SNAKE BITES
Snakes emerging from 6 months hibernation. Venom is highly concentrated and toxic, as snake feed the venom is less toxic. Venom is fatal in many dogs and cats until May/June when hibernation begins the yearly cycle of a snake life.
A snake does not want to kill or eat you dog or cat . Your dog or cat wants to kill the snake. Avoid bush , long grass, back yard junk and sheds. Snakes live here to hunt mice , frogs etc.
Exercise common sense.
Treatment with anti-venom is urgent and most important for survival. Use of tiger/brown snake anti-venom. Administered as a combination.

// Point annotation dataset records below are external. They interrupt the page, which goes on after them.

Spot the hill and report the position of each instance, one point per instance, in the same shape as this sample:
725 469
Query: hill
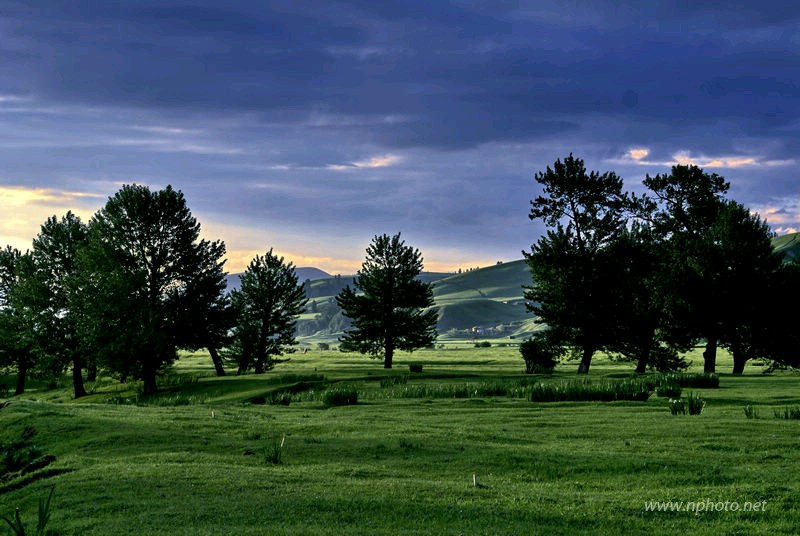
303 274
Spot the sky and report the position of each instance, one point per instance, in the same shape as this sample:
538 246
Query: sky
312 126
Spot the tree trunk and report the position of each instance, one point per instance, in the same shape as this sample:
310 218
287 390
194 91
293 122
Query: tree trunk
586 360
738 363
388 354
77 377
216 359
22 372
91 372
710 356
644 358
149 379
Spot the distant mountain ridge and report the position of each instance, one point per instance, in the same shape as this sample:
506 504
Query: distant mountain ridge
307 273
482 302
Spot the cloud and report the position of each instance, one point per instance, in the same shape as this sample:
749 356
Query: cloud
638 156
26 209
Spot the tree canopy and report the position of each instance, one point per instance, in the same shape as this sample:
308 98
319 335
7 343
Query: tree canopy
266 306
390 308
141 267
572 267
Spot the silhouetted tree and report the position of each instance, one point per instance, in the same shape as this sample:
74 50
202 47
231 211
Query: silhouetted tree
47 296
15 343
140 273
267 306
573 267
388 303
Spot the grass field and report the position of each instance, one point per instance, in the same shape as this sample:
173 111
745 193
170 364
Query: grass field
200 458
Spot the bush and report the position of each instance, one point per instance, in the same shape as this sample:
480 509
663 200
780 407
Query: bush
340 396
540 354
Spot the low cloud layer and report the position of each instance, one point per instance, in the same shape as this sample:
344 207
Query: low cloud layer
321 125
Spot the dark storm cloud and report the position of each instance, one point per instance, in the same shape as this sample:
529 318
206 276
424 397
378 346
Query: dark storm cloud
431 116
458 75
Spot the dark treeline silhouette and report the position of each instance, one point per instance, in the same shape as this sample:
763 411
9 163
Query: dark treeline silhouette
644 278
648 277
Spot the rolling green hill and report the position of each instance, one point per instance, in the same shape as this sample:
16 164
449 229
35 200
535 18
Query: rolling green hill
484 302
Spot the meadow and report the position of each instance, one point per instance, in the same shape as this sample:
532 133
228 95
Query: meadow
263 455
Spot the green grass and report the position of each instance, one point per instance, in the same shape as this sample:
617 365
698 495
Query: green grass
394 465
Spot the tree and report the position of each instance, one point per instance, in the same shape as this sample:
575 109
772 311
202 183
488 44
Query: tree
141 272
15 344
571 266
742 258
388 303
46 296
690 202
267 306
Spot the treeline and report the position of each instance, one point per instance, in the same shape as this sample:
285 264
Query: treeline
648 277
129 289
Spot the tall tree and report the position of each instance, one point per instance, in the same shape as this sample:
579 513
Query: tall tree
141 267
390 308
638 291
689 203
741 256
571 265
15 344
267 305
47 296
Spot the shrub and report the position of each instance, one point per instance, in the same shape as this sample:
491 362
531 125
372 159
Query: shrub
340 396
540 354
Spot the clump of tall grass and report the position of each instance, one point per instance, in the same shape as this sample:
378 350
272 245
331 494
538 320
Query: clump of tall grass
340 395
788 413
273 453
457 390
159 400
669 390
391 381
693 405
589 391
692 380
18 527
750 412
295 378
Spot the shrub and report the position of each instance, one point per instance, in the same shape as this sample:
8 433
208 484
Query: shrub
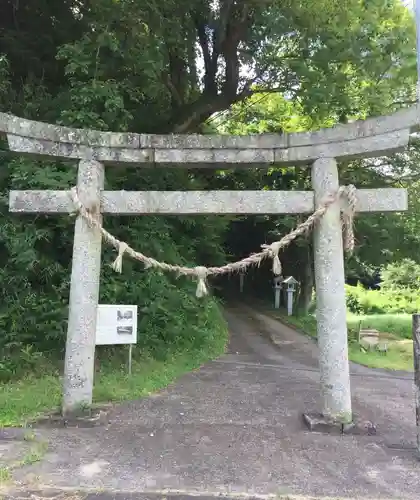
403 274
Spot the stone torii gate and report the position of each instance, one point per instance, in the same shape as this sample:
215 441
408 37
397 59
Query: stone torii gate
320 150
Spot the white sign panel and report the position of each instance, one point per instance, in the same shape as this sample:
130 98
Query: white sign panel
116 324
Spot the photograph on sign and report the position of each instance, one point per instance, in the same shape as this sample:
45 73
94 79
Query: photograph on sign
116 324
126 314
125 330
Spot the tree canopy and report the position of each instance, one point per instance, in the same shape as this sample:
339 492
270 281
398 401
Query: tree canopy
168 66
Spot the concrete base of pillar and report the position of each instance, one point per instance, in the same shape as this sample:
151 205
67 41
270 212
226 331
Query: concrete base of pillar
316 422
94 417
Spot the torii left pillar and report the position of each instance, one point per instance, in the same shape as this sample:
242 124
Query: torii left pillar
84 294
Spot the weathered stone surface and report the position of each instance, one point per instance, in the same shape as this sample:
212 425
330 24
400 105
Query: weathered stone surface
331 300
204 202
84 295
350 149
369 137
78 151
15 125
208 157
207 202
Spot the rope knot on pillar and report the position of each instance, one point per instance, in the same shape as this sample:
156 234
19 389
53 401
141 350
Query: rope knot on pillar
273 251
201 272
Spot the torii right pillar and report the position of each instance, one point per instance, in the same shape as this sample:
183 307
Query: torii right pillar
336 415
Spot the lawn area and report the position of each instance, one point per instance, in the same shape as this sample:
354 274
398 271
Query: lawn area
23 400
400 351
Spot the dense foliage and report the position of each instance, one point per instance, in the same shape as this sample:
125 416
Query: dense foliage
166 66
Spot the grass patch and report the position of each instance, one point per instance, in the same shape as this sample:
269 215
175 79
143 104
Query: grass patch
27 398
395 324
400 351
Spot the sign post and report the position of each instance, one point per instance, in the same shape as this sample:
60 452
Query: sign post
289 285
117 325
277 289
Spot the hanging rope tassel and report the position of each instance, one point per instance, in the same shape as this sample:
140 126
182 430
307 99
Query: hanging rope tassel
274 249
201 273
347 217
117 265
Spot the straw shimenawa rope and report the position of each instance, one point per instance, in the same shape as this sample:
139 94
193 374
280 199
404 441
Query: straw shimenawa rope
268 251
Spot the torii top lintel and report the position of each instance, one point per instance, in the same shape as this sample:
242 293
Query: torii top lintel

Venom tests are available. Most snakes in Western Australia – Perth metro area- are tigers near creeks etc. and brown dugites in dryer areas.
No rules here- up to the snake where it lives!.
Cost can be reduced by giving tiger/brown snake antivenom and I/V drip and not doing every lab tests possible. 20 snake bites last season , none died. 3 dogs bitten on tongue and gums had Respiratory paralysis and cardiac arrest. Oxygen cage 48 hours. Our research over 5 years in a respiratory and cardiac stimulant drug called Doxapram. Doxapram hydrochloride saved all dogs and cats. Use not been recorded for snake bite depression.
This is our research effort.
Pharmacodynamics:
Doxapram hydrochloride produces respiratory stimulation mediated through the peripheral carotid chemoreceptors. As the dosage levels is increased, the central respiratory centres in the medulla are stimulated with progressive stimulation of other parts of the brain and spinal cord.
The onset of respiratory stimulation following the recommended single intravenous injection of doxapram hydrochloride usually occurs in 20-40 seconds with peak effect at 1-2 minutes. The duration of effect may vary from 5-12 minutes.
The respiratory stimulant action is manifested by an increase in tidal volume associated with a slight increase in respiratory rate.
A pressor response may result following doxapram administration. Provided there is no impairment of cardiac function , the pressor response is due to the improved cardiac output rather than peripheral vasoconstriction.
Research by Bayer on medication of action:
Doxapram appeared to stimulate respirations primarily by an effect on the brain stem. The detection of increased electrical activity in both the inspiratory and expiratory centres of the medulla.
After high doses were other parts of the brain and spinal cord stimulated. The doxapram acts mainly through direct stimulation of central respiratory centres. The pressor response to doxapram appears to be primarily due to stimulation of the brain stem Vasomotor areas and it is mediated through the sympathoadrenal system.
Chemoreceptors of carotid artery and aorta to increase tidal volume. Marked increases in ventilation occurred within one minute following a single intravenous injection of 5mg doxapram per Kg of body weight (2.5mg/lb).
Doxapram accelerated the return of pedal reflexes in all animals.
Doxpram consistently sustained an increased heart rate beginning one minute after injection. The arousal time was materially shortened, and the respiratory minute volume and rate were increased following a single intravenous injection.
The doses of Dopram-V should be adjusted to meet the requirements of the situation.
The action of Dopram-V ( doxapram hydrochloride) is rapid. It usually begins in a few seconds.
The duration and intensity of response depends upon the dose, the condition of the animal at the time the drug is administered and the depth of the anaesthesia. The dosage should be adjusted for depth anesthesia, respiratory volume and rate. Dosage can be repeated in 15 to 20 minutes if necessary.
Our discovery that doxapram reverses snake venom respiratory depression and cardiac arrest improves survival rate dramatically.